MUFJ Investor Services have proved to be active acquirers but it remains to be seen if the likes of State Street, BNY Mellon, Northern Trust, etc, will step up their acquisitions in the hedge fund administration space.
McDonald identifies three important ingredients when developing a recipe for a successful fund administrator. First, one needs a broad team of experienced management and staff able to support the business as client demands evolve. "While our primary job is to make sure the accounting is done accurately and consistently, delivering the highest levels of client service is key," stresses McDonald.
Second, a successful administrator is one that is nimble and strategically adept at building partnerships with clients to meet the dynamic challenges that alternative fund managers, and their investors, face in the industry.
Third, any credible administrator has to have a sophisticated level of technology to support the business," remarks McDonald. "Today, you have to do more than give standard accounting reports to clients. The world has changed with all signals leading to the administrator as the official books and records; as such, if clients have multiple products with multiple custodians, prime brokers, etc, they will come to the administrator and ask them to aggregate financial information and report in dynamic ways."
Furthermore, McDonald believes the market values the fact that Conifer Financial Services is an independent administrator providing superior client service and technology in a focused manner. Their strategy going forward, he says, will be to focus on growth from the core, "opportunistically investing in systems and architecture, whether organically or via future acquisitions, all with an eye towards adding value to clients as we build our business."

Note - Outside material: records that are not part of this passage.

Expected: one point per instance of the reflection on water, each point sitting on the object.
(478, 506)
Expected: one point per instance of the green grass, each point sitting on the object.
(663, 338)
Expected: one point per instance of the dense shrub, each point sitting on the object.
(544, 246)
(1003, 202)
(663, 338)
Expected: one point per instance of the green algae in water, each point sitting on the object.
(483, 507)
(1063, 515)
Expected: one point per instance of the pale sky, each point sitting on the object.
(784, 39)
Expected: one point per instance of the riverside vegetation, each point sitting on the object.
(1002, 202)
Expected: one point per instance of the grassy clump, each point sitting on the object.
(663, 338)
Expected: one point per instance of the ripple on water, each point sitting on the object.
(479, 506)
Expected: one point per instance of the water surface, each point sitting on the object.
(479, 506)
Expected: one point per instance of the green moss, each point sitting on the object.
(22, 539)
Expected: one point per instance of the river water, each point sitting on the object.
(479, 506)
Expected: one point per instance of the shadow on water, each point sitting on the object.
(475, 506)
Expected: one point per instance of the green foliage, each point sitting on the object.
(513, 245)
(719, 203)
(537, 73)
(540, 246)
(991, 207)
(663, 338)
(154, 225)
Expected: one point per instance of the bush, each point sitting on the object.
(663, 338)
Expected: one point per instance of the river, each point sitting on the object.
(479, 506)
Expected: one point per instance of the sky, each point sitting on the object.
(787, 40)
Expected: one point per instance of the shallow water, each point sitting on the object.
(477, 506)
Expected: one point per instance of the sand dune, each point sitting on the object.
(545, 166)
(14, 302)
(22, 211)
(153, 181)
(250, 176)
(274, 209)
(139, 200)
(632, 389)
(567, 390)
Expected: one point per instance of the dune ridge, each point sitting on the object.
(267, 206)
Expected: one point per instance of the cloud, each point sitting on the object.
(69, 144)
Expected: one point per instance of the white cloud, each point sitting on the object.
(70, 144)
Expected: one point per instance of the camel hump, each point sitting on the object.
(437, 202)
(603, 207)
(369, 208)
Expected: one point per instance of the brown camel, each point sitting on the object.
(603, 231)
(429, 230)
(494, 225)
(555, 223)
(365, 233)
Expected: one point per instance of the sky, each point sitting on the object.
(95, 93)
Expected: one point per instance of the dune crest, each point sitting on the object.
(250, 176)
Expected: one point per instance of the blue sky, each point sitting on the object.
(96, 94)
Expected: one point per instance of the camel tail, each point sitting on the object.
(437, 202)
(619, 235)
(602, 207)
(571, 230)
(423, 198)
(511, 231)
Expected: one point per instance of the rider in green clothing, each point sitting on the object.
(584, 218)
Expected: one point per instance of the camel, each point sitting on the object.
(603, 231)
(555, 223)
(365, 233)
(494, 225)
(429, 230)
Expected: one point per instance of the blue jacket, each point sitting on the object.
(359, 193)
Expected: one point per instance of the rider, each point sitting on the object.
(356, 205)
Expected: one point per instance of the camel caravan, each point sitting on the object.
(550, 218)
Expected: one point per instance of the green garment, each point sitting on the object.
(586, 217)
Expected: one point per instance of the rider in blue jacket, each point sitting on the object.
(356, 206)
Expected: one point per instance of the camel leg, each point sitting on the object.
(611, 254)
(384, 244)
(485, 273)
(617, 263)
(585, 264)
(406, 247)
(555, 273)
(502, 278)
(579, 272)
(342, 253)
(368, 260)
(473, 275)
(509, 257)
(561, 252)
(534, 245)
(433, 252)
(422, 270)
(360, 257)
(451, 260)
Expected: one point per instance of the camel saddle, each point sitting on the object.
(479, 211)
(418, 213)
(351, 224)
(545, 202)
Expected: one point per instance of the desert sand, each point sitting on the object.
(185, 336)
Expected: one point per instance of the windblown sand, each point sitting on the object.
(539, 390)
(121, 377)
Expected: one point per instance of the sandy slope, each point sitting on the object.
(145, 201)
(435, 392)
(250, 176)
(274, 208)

"By definition, independent administrators have the opportunity to be more nimble than larger bank-owned platforms. With over USD110 billion in AuA, we have sufficient scale to satisfy institutional clients with our stability and breadth of the organisation while being acutely focused on every one of our clients from a service and partnership perspective. We've seen the results of this focus as our business has continued to grow over the last couple of years," concludes McDonald.